Fermentation Experimentation: Principles Behind Fermentation
Director of Research and Development Barry Tonkinson begins a fermentation project with a Culinary Arts student.
Through this project, we wanted to explore the possibilities of producing vinegars from various fruits and vegetables and then experiment with the resulting ingredients to design dishes that highlight each vinegar’s unique traits. Before going into the specifics of the project, however, it is best to understand a few basic concepts behind fermenting foods in general.
Fermented foods can be considered either alcoholic or lactic acid. These groups are determined by the product of fermentation, ethanol (alcohol) for the alcoholic and organic acids (often lactic acid) for the lactic acid. Both types of fermentation require two primary components, a sugar supply and a bacterial culture; alcohol fermentations use forms of yeast, while lactic acid fermentation normally relies on lactic acid bacteria. Additionally, the environment used to house the fermenting food must be of a suitable temperature, moisture and pH for the bacteria to successfully survive; the environment also normally lacks oxygen, though special cases of aerobic fermentation do exist.
From here it is easy to categorize commonly fermented foods. Drinking alcohol (beer, wine, spirits, etc.) all rely on alcoholic fermentation in some way. Dairy, vegetable and starch-based fermented foods normally use lactic acid fermentation as their main pathway; yogurt, kimchi and miso are common examples of this.
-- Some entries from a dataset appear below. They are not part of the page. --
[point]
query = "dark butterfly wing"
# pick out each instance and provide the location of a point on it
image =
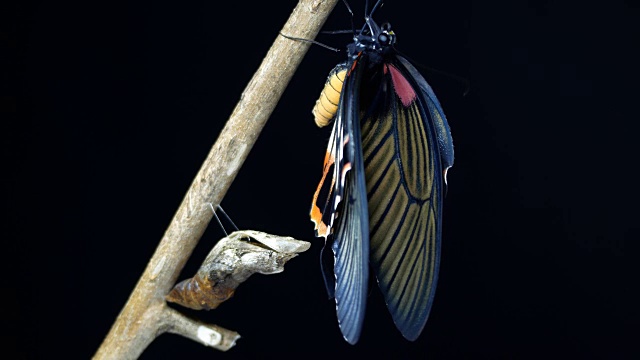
(404, 167)
(351, 244)
(346, 205)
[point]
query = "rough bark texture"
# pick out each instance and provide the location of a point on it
(140, 320)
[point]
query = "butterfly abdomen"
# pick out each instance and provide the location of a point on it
(327, 104)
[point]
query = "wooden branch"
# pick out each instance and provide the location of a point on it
(139, 322)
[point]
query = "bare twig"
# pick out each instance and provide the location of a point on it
(140, 320)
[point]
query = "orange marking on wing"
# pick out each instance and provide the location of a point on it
(316, 213)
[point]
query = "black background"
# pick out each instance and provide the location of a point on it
(109, 108)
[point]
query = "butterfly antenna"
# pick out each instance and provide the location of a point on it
(225, 215)
(218, 219)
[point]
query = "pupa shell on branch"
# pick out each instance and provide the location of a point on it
(231, 261)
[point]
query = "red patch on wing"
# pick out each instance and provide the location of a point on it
(401, 86)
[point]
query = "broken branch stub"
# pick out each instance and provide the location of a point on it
(231, 261)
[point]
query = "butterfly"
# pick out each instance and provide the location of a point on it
(379, 202)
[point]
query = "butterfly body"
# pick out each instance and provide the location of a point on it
(379, 203)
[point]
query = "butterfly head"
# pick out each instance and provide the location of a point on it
(373, 39)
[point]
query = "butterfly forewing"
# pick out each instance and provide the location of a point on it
(404, 191)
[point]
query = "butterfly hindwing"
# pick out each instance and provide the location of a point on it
(344, 218)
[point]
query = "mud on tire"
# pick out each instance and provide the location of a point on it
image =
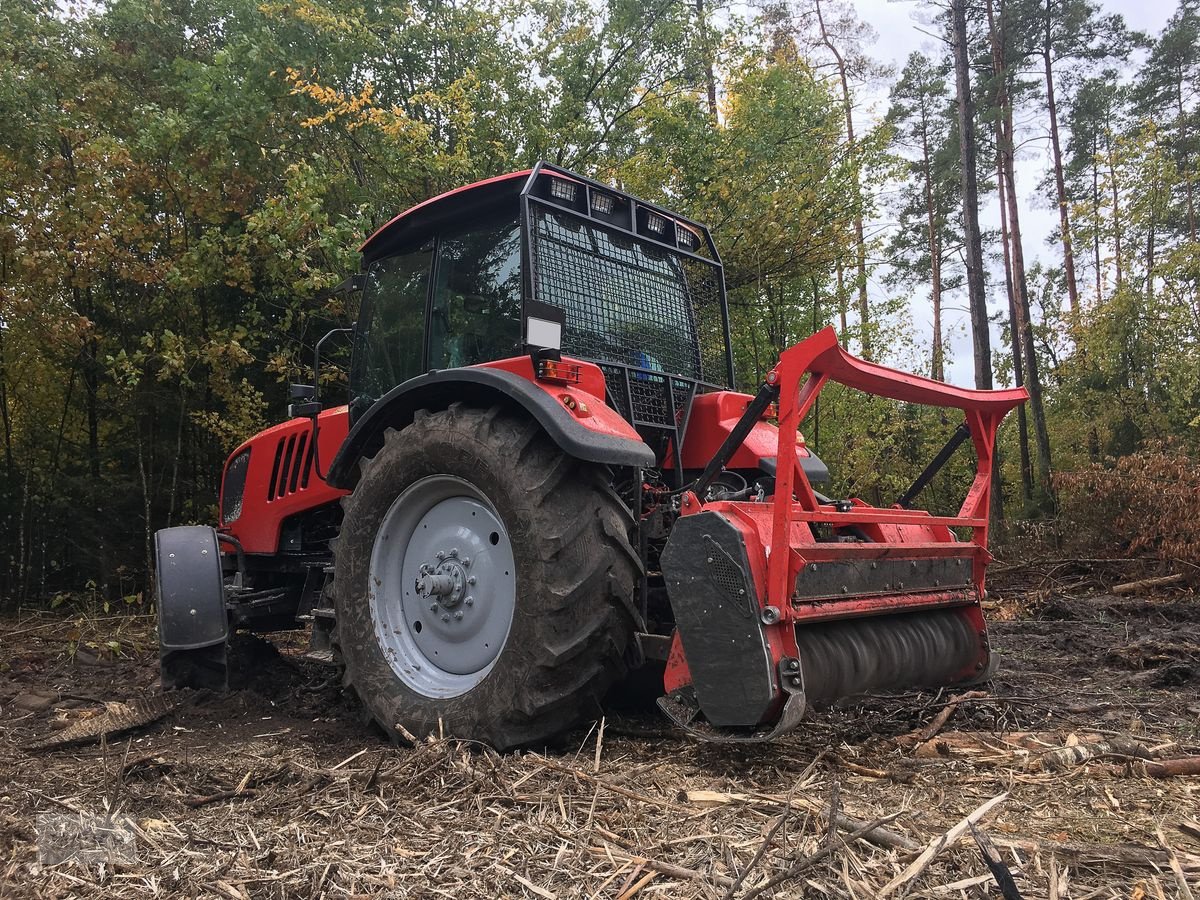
(571, 633)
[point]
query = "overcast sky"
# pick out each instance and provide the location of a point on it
(901, 29)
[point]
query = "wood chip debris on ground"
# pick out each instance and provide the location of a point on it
(277, 791)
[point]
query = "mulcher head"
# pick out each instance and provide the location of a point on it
(772, 617)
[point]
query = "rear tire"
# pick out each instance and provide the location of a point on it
(499, 490)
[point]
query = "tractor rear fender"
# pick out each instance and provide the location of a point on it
(575, 418)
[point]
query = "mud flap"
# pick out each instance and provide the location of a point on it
(193, 624)
(715, 604)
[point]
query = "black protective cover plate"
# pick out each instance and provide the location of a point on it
(191, 588)
(712, 593)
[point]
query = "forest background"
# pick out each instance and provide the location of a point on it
(184, 179)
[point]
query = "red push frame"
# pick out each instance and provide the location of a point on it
(802, 372)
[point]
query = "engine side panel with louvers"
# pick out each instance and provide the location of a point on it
(279, 479)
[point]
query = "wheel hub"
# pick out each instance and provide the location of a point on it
(447, 582)
(443, 586)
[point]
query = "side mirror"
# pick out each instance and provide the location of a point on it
(304, 401)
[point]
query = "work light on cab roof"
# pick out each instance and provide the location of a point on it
(543, 478)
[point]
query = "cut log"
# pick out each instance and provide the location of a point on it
(1170, 768)
(1131, 587)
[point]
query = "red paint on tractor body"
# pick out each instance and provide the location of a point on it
(585, 400)
(779, 534)
(713, 417)
(282, 478)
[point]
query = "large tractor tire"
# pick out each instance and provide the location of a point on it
(483, 581)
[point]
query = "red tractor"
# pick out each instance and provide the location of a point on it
(544, 479)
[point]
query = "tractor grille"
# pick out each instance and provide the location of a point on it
(637, 307)
(292, 467)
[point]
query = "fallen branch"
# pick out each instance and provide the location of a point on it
(1129, 855)
(659, 865)
(1131, 587)
(939, 721)
(1069, 756)
(939, 844)
(879, 837)
(1170, 768)
(197, 802)
(814, 858)
(759, 855)
(996, 865)
(607, 785)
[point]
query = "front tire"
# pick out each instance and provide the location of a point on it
(483, 581)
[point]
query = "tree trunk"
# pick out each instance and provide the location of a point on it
(1025, 325)
(1185, 162)
(981, 337)
(973, 241)
(709, 75)
(864, 310)
(1117, 251)
(936, 367)
(1023, 425)
(1002, 187)
(1068, 255)
(841, 300)
(1096, 226)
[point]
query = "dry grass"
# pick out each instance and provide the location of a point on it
(285, 795)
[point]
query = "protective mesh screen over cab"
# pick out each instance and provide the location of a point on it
(630, 304)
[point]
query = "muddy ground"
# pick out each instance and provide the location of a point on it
(280, 790)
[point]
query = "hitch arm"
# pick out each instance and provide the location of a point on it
(767, 395)
(961, 433)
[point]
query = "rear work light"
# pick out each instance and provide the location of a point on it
(603, 203)
(657, 223)
(558, 372)
(562, 190)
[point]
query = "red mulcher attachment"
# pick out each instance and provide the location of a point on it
(801, 599)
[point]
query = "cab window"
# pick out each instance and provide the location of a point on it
(391, 331)
(477, 297)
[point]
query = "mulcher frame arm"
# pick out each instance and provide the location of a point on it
(822, 360)
(769, 618)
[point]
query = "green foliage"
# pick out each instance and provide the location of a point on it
(183, 181)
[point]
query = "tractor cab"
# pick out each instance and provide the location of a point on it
(544, 481)
(549, 262)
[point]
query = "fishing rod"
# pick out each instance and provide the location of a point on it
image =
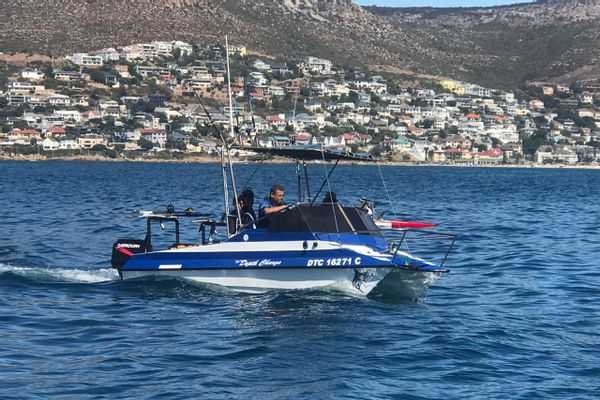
(224, 147)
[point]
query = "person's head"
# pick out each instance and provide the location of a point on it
(276, 195)
(330, 197)
(246, 199)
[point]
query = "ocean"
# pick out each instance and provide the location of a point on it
(517, 317)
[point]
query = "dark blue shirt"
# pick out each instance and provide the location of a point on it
(266, 203)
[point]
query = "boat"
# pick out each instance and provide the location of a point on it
(307, 245)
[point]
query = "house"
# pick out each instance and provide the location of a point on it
(277, 122)
(314, 65)
(55, 131)
(91, 140)
(300, 139)
(277, 141)
(85, 59)
(237, 50)
(32, 74)
(156, 136)
(180, 137)
(24, 136)
(489, 157)
(68, 144)
(59, 100)
(68, 76)
(50, 144)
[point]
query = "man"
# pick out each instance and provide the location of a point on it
(272, 204)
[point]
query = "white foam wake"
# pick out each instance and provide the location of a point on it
(62, 274)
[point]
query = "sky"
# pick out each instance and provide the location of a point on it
(438, 3)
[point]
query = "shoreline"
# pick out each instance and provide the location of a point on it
(279, 160)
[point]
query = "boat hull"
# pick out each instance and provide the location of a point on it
(383, 281)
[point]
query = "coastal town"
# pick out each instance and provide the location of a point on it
(143, 102)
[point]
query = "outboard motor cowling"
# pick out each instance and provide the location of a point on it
(125, 248)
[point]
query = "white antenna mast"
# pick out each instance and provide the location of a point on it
(231, 130)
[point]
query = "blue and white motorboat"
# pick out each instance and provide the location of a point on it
(307, 245)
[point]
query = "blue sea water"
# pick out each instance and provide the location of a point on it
(517, 317)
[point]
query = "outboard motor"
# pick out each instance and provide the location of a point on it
(125, 248)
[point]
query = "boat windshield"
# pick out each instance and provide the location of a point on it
(323, 218)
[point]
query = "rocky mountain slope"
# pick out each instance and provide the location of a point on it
(500, 46)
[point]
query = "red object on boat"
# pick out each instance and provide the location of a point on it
(403, 224)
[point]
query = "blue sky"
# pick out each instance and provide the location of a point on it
(438, 3)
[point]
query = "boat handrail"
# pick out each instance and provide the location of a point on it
(397, 244)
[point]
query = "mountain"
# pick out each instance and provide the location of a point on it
(497, 46)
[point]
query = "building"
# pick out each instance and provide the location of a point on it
(85, 59)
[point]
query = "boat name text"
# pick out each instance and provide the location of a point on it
(266, 262)
(333, 262)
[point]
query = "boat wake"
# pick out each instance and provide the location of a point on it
(65, 275)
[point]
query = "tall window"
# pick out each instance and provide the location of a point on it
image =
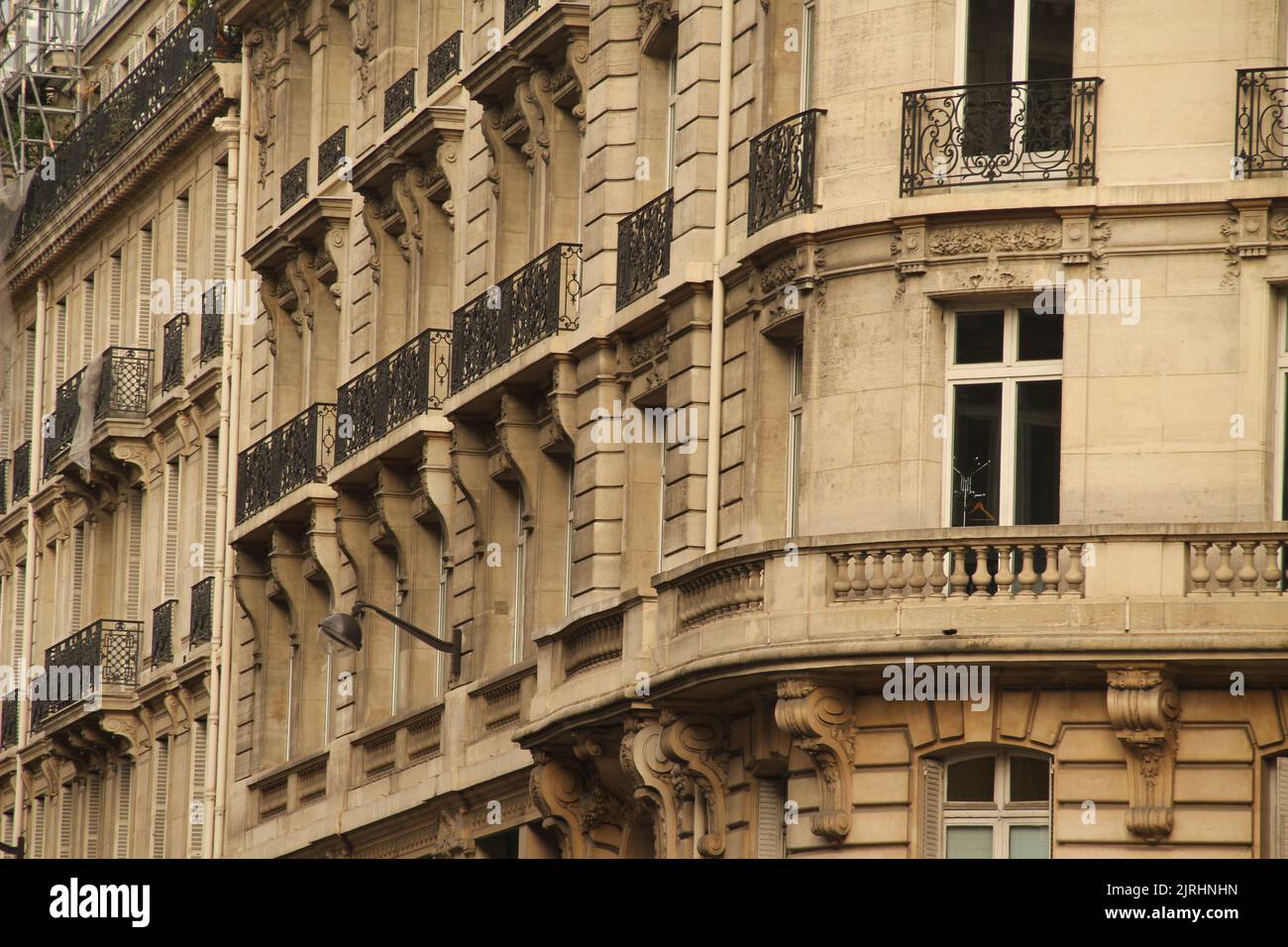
(1004, 399)
(795, 420)
(992, 804)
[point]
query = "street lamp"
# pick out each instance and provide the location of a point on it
(344, 630)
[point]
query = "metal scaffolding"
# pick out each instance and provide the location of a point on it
(42, 97)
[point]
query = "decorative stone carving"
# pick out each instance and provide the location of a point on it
(1144, 705)
(818, 720)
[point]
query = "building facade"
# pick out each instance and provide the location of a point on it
(827, 429)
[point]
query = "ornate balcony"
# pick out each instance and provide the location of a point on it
(391, 392)
(297, 453)
(781, 172)
(516, 11)
(21, 472)
(331, 154)
(399, 98)
(171, 352)
(644, 249)
(201, 612)
(103, 654)
(9, 720)
(1261, 121)
(524, 308)
(153, 85)
(1000, 132)
(295, 184)
(162, 633)
(213, 322)
(443, 63)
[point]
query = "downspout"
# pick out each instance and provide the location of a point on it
(230, 423)
(29, 594)
(715, 399)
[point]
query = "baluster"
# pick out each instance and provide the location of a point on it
(1199, 573)
(1026, 578)
(1074, 577)
(1051, 574)
(958, 579)
(1224, 573)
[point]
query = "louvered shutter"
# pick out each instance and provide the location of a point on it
(93, 814)
(143, 326)
(64, 821)
(124, 784)
(116, 317)
(160, 793)
(197, 793)
(931, 808)
(88, 318)
(771, 799)
(211, 497)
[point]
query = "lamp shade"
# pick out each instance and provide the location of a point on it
(343, 629)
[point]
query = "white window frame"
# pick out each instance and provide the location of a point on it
(1008, 372)
(1001, 815)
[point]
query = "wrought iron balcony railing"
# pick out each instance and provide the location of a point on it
(106, 652)
(1261, 121)
(524, 308)
(644, 249)
(443, 63)
(162, 633)
(1000, 132)
(171, 352)
(181, 55)
(295, 184)
(297, 453)
(213, 322)
(21, 472)
(124, 376)
(516, 11)
(393, 390)
(781, 172)
(201, 612)
(399, 98)
(331, 153)
(9, 719)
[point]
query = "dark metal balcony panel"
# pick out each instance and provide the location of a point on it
(781, 174)
(171, 352)
(201, 612)
(443, 63)
(644, 249)
(524, 308)
(297, 453)
(181, 55)
(391, 392)
(1000, 132)
(1261, 121)
(213, 322)
(399, 98)
(162, 633)
(295, 184)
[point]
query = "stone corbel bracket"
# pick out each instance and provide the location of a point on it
(818, 720)
(1144, 706)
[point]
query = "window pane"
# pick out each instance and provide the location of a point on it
(977, 454)
(971, 781)
(1037, 453)
(1030, 780)
(1030, 841)
(1041, 337)
(979, 338)
(970, 841)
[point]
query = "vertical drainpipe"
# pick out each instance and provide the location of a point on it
(715, 406)
(37, 454)
(230, 423)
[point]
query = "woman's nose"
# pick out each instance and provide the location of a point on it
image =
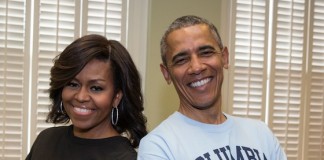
(82, 95)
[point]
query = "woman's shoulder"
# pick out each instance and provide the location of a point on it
(54, 131)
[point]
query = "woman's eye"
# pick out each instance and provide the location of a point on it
(96, 88)
(72, 84)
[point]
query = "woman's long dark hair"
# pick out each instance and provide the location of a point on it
(126, 78)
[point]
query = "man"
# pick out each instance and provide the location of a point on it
(193, 60)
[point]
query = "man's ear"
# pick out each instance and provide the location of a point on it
(165, 73)
(225, 57)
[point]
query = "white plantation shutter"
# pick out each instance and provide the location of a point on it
(250, 61)
(287, 78)
(279, 78)
(106, 18)
(13, 78)
(314, 145)
(55, 28)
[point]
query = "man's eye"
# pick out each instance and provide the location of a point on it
(96, 88)
(180, 61)
(207, 53)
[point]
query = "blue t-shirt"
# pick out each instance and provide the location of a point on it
(179, 137)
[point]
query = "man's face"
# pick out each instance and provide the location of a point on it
(195, 66)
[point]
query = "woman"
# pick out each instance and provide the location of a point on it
(95, 84)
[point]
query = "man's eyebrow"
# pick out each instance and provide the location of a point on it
(206, 47)
(180, 54)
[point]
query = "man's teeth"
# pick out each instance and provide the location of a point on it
(200, 83)
(83, 110)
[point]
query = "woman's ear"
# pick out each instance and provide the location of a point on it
(165, 73)
(117, 98)
(225, 56)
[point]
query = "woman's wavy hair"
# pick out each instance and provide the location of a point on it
(126, 78)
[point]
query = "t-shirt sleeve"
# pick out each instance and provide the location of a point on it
(152, 147)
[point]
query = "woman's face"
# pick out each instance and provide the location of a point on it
(88, 100)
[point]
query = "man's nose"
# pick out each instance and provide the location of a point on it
(196, 65)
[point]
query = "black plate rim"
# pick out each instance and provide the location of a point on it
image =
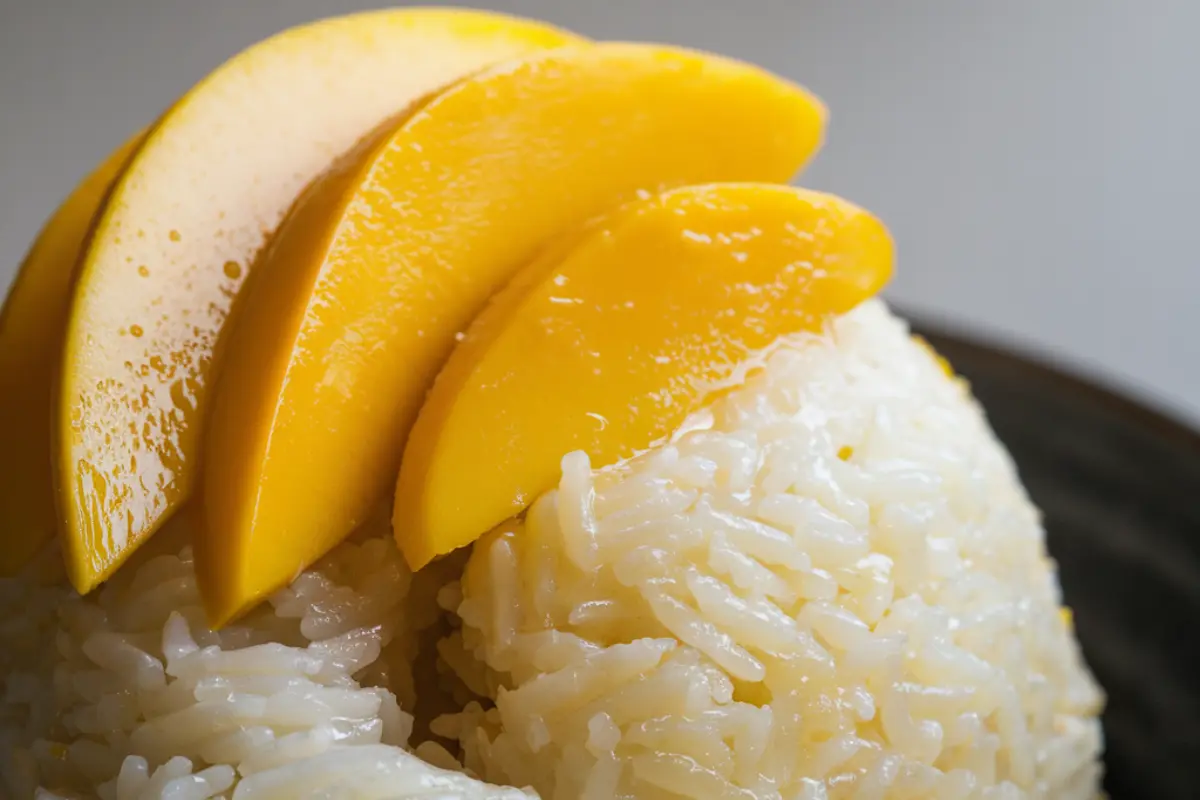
(1068, 378)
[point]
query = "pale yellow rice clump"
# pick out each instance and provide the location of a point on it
(834, 588)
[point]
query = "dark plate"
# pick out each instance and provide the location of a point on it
(1120, 488)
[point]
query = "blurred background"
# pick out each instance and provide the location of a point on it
(1036, 161)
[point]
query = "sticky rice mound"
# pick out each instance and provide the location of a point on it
(831, 585)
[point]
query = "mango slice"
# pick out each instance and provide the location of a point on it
(31, 323)
(357, 304)
(181, 228)
(606, 344)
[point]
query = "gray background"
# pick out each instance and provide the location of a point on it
(1037, 160)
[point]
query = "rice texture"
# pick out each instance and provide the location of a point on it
(833, 587)
(829, 585)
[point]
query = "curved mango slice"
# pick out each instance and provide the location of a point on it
(181, 228)
(359, 300)
(31, 324)
(607, 346)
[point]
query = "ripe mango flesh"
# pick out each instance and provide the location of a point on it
(31, 324)
(353, 310)
(181, 229)
(607, 343)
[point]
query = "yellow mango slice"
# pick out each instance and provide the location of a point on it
(609, 343)
(31, 323)
(183, 227)
(357, 304)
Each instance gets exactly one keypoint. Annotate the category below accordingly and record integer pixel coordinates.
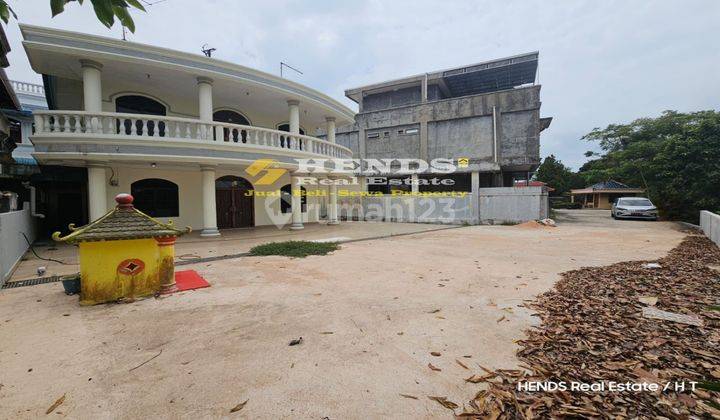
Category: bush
(298, 249)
One important note about making vinegar is that it is one of the few ingredients where fermentation isn’t used as the final production step. Vinegar’s characteristic component is acetic acid, which is responsible for vinegar’s strong sour taste as well as it’s functional abilities in tenderizing mixtures. Certain types of bacteria are added to alcohols to convert ethanol to acetic acid (ethanoic acid). These organisms are different than those used for fermentation, as the presence of oxygen is mandatory for this step. After this step, the concentration of acetic acid may be too high, so the vinegar will be diluted as needed.
To prepare the first set of trials, we decided to use watermelon, tomato, red bell pepper and persimmon juices, sweetened with caster sugar as needed; we also used brown sugar and honey in extra juices after filling the first jars. We then inoculated the juices with bacteria commonly used in wine and will leave them to ferment in jars for roughly a week. If the bacteria successfully convert all sugars to alcohol, we will proceed to the next step to produce acetic acid; if not, we will look over the protocols, make corrections as needed and try again.
The project is expected to take two to three months for vinegar production alone, so we are looking at a minimal six-month endeavor. Fermentation is a process that tests the patience and determination of those trying to carry it out, but as an aspiring food scientist, it’s just another concept that I am pursuing to learn what I can, before helping discover what can be.